The original soundtrack was every bit as good as I remembered, but what I was truly excited about was the bonus disc full of extras – live tracks, demos, acoustic versions, you name it, a decent amount of it never-before released. Cornell is all over this thing, contributing seven of its 18 tracks, one with Soundgarden and the rest as a solo artist, including an early pre-Superunknown version of “Spoonman” and the Beatles-esque “Flutter Girl”. But the three live tracks, “Would?” and “It Ain’t Like That” by Alice In Chains and Soundgarden doing “Birth Ritual” (complete with the intro, “Cue musicians, go!”), are the highlights to me, well-recorded and capturing both bands in their more formative and energetic years.

And then there’s Paul Westerberg again, and dammit, I want to resent him for bing a non-Seattle musician on this soundtrack, but his songs are just so damn good I can’t do it.

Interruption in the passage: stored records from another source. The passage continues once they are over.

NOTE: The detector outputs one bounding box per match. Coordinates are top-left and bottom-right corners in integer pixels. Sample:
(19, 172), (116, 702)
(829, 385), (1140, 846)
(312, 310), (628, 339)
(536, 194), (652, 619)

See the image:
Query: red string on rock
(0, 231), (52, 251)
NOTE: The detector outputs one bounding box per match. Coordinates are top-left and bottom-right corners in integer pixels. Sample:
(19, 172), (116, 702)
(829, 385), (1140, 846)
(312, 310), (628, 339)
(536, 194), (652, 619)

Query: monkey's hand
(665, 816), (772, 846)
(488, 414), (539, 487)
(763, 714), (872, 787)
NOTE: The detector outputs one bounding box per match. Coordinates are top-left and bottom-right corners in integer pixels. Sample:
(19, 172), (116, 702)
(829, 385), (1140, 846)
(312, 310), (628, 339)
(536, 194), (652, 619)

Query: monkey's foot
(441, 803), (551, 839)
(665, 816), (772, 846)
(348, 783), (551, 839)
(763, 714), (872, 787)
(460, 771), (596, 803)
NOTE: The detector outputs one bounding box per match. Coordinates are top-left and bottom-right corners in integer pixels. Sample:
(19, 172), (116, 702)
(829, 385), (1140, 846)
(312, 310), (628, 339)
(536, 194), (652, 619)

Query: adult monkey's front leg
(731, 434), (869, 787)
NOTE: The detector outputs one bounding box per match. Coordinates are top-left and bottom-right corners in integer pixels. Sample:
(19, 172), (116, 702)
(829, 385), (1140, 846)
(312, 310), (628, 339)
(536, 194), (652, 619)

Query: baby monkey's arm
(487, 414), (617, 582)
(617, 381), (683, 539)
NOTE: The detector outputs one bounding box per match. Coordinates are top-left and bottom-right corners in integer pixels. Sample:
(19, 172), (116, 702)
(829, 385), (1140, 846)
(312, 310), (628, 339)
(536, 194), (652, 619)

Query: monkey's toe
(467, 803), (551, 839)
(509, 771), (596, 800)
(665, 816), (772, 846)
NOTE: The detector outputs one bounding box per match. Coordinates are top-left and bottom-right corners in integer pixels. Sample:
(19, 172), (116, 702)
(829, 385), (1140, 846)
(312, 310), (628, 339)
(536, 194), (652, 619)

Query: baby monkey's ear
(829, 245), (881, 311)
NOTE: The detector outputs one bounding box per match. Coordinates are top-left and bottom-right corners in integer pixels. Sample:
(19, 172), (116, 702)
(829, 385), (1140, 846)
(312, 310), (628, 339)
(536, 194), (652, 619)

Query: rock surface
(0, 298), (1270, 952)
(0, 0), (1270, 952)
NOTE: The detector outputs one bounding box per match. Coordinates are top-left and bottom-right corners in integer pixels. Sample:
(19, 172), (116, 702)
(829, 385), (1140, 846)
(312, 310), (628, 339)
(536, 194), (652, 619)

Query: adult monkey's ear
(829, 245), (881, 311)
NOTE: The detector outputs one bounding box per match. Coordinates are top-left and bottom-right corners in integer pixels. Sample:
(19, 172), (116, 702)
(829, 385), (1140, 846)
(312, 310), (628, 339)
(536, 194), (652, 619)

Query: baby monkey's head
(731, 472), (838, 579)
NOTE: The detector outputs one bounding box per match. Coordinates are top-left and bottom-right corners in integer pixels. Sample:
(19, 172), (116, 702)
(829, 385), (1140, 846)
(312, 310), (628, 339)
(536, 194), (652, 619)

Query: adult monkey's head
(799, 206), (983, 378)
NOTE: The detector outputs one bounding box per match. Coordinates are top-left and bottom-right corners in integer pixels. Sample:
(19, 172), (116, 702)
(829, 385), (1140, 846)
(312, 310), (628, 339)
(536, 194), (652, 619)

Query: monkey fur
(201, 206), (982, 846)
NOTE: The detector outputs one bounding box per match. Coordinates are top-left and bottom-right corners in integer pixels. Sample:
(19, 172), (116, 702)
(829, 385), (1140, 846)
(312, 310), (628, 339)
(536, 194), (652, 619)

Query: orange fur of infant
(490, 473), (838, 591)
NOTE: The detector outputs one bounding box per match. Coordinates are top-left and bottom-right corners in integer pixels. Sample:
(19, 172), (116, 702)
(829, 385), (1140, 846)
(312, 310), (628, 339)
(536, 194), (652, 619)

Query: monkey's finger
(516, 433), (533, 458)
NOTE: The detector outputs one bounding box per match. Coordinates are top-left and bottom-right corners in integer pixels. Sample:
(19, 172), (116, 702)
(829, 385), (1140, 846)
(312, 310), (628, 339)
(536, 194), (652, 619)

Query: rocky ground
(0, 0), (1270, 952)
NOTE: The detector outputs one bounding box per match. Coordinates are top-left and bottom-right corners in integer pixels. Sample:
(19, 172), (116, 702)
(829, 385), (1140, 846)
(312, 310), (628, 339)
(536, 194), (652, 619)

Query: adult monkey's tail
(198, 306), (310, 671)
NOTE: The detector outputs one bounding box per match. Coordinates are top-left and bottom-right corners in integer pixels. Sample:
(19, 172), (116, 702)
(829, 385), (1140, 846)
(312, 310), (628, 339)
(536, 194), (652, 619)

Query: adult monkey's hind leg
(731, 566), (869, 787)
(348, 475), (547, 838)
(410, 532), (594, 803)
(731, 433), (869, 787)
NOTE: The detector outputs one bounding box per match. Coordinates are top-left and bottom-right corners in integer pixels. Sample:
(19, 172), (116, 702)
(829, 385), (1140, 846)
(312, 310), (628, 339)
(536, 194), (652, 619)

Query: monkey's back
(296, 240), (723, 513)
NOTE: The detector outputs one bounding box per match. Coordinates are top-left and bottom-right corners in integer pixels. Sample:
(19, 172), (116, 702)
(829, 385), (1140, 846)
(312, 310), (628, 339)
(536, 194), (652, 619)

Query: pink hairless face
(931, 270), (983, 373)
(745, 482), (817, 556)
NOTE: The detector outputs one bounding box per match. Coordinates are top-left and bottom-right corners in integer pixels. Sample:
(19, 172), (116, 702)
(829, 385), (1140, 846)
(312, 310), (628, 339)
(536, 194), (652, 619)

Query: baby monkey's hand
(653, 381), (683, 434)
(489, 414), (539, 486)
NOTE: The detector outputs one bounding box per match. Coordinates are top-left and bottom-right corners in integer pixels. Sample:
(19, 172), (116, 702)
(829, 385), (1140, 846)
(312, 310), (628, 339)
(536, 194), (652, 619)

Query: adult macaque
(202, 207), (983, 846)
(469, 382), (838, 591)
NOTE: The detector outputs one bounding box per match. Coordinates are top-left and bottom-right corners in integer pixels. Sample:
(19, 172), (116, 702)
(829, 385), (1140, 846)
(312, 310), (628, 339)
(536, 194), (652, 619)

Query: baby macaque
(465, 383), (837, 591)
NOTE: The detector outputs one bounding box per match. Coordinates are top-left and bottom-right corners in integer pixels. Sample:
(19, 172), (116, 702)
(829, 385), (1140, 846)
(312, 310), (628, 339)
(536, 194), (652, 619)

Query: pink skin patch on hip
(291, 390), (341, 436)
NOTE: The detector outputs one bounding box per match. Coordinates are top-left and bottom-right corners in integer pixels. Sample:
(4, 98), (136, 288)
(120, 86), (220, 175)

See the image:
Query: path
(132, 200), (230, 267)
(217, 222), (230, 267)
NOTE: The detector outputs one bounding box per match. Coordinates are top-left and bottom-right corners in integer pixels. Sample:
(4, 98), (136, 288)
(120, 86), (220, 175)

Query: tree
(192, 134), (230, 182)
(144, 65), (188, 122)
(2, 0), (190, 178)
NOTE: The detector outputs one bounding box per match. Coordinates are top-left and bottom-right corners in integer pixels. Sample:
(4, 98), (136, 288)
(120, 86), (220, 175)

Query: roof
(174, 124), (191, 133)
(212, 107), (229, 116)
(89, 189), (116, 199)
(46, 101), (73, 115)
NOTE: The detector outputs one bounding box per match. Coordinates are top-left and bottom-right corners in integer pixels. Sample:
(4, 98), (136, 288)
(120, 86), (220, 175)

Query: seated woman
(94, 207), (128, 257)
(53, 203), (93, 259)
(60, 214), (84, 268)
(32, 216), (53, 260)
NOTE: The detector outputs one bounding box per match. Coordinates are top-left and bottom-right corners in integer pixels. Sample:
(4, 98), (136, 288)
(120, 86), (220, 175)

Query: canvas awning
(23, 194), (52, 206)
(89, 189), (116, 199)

The bonus disc gives us four Westerberg tracks – beautiful acoustic renditions of both of his soundtrack contributions “Dyslexic Heart” and “Waiting for Somebody,” as well as a pair of previously unreleased tunes in “Blue Heart” and “Lost In Emily’s Woods.”

The two biggest “surprises” on the bonus disc were tracks by Truly and Blood Circus. If I’m being completely honest, I’d never heard of Truly before even though two of its three members came from Soundgarden and Screaming Trees. I may have to track down some of their stuff if I can. As for Blood Circus, I’d forgotten how grimy they were. “Six Foot Under” is heavy, hitting you like a grunge version of a country song.

While I’m still a vinyl junkie, I have no regrets about buying Singles on CD as it was the bonus material that interested me the most. It’s too bad they didn’t do the whole thing on vinyl, like a four record special edition box set – now that I probably would have bought. But regardless, I’m very happy with the both the quality and price (got mine on sale for $15) and highly recommend it to any fans of the old school Seattle sound.

(♠) The vinyl guy at Easy Street told me they’d ordered 200 copies and only got 20. They’ll certainly have more, but given that all the bonus material is on CD, even with the vinyl release, I figured I’d just save myself $20 or so and buy the disc.

(♥) Mudhoney: The Sound and Fury From Seattle by Keith Cameron (2013), p. 157-58.

(♣) It probably had something to do with the literal use of the word dick, along with the euphemism “little Elvis” and the repeated phrase “I won’t cum”. Tipper Gore’s Parents Music Resource Center would have had field day with that song.